Suppose that $\left\{a_{n}\right\}$ is a sequence of complex numbers with the property that $\sum{a_{n}b_{n}}$ converges for
every complex sequence $\left\{b_{n}\right\}$ such that $\lim{b_{n}}=0$. Prove that $\sum{|a_{n}|}<\infty$.

2. Relevant equations

3. The attempt at a solution

I tried going directly, at it, using the Cauchy condition on $\sum{a_{n}b_{n}}$ to try to figure something out about the $a_{n}$, but I got bogged down, and all the inequalities seemed to be pointing the wrong direction.
Then I tried to prove the contrapositive, that if $\sum{|a_{n}|}$ diverges, then there exists a sequence $\left\{b_{n}\right\}$ such that $\sum{a_{n}b_{n}}$ diverges as well. But I didn't get very far with that either.
I was able to prove it using the ratio test (i.e. if $\lim{\frac{a_{n+1}b_{n+1}}{a_{n}b_{n}}}=r$ where $r\in(0,1)$), but that's unfortunately not a necessary condition for convergence.
So I'm stuck, and frustrated :(

Last edited: Aug 22, 2012
2. Aug 22, 2012

### Millennial

What you need to prove is that if $\displaystyle \int_{0}^{\infty} a(x)b(x)\,dx$ has a finite value, so must $\displaystyle \int_{0}^{\infty} |a(x)|\,dx$. You can get around the absolute value assuming that a(x) resolves to a non negative real number for every x.

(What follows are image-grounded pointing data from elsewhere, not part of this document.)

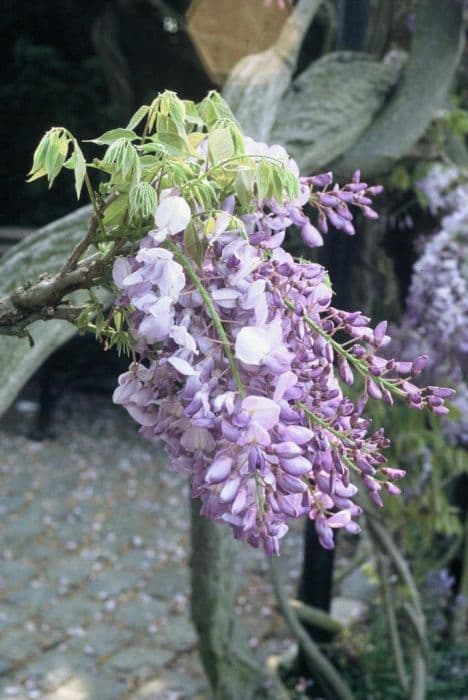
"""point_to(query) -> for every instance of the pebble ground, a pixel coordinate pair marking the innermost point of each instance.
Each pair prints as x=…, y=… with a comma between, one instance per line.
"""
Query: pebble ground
x=94, y=584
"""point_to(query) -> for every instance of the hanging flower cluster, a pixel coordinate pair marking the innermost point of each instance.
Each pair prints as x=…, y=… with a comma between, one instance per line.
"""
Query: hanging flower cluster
x=436, y=317
x=240, y=364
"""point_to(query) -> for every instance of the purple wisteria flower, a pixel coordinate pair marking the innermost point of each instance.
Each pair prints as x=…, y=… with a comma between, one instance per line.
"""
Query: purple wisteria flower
x=436, y=317
x=239, y=369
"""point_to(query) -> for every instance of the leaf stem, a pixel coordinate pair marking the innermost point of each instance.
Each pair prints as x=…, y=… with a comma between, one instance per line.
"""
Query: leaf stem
x=187, y=265
x=357, y=363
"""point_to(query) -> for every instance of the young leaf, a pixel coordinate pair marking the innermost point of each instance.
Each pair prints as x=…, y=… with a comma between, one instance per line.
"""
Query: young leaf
x=39, y=157
x=220, y=145
x=79, y=168
x=173, y=143
x=55, y=156
x=142, y=201
x=110, y=136
x=114, y=213
x=264, y=180
x=137, y=117
x=193, y=245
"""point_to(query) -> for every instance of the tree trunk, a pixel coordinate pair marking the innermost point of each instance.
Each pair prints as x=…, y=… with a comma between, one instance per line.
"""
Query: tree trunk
x=223, y=648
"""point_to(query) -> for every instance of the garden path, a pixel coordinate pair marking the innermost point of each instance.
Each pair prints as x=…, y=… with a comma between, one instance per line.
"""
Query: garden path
x=94, y=585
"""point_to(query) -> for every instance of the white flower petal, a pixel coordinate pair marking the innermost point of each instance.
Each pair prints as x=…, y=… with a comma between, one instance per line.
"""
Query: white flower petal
x=173, y=213
x=183, y=367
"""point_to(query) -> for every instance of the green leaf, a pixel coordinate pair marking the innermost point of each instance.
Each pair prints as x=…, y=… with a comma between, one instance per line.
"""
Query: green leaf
x=192, y=115
x=137, y=117
x=79, y=168
x=116, y=210
x=244, y=185
x=264, y=179
x=113, y=135
x=39, y=155
x=142, y=201
x=220, y=145
x=36, y=175
x=193, y=245
x=173, y=144
x=177, y=114
x=55, y=156
x=214, y=107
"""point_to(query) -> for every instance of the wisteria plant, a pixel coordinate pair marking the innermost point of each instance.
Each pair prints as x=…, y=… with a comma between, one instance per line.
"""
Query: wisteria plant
x=240, y=361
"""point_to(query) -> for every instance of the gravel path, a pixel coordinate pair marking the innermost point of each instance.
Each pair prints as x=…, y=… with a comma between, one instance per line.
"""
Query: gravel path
x=94, y=589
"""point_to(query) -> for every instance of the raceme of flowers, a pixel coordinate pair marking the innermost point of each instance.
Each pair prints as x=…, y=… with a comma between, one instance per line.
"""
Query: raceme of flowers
x=240, y=371
x=436, y=318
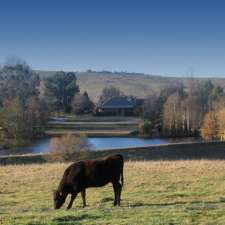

Try using the first mean value theorem for integration.

3. Aug 22, 2012

### gustav1139

Thanks! I'll give that a try, but isn't it an issue that they're complex sequences, if I want to use the MVT?

Also, why can you assume a(x) is a nonnegative real? Or perhaps I'm misunderstanding what you mean by resolve.

4. Aug 22, 2012

### vela

Staff Emeritus
You didn't get the contrapositive quite right. Consider, for example, an=1 and bn=1/n2. $\sum{|a_{n}|}$ diverges but $\sum{a_{n}b_{n}}$ doesn't.

You should have said: if $\sum{|a_{n}|}$ diverges, then there exists a sequence {bn} such that $\displaystyle\lim_{n \to \infty} b_n = 0$ and $\sum{a_{n}b_{n}}$ diverges.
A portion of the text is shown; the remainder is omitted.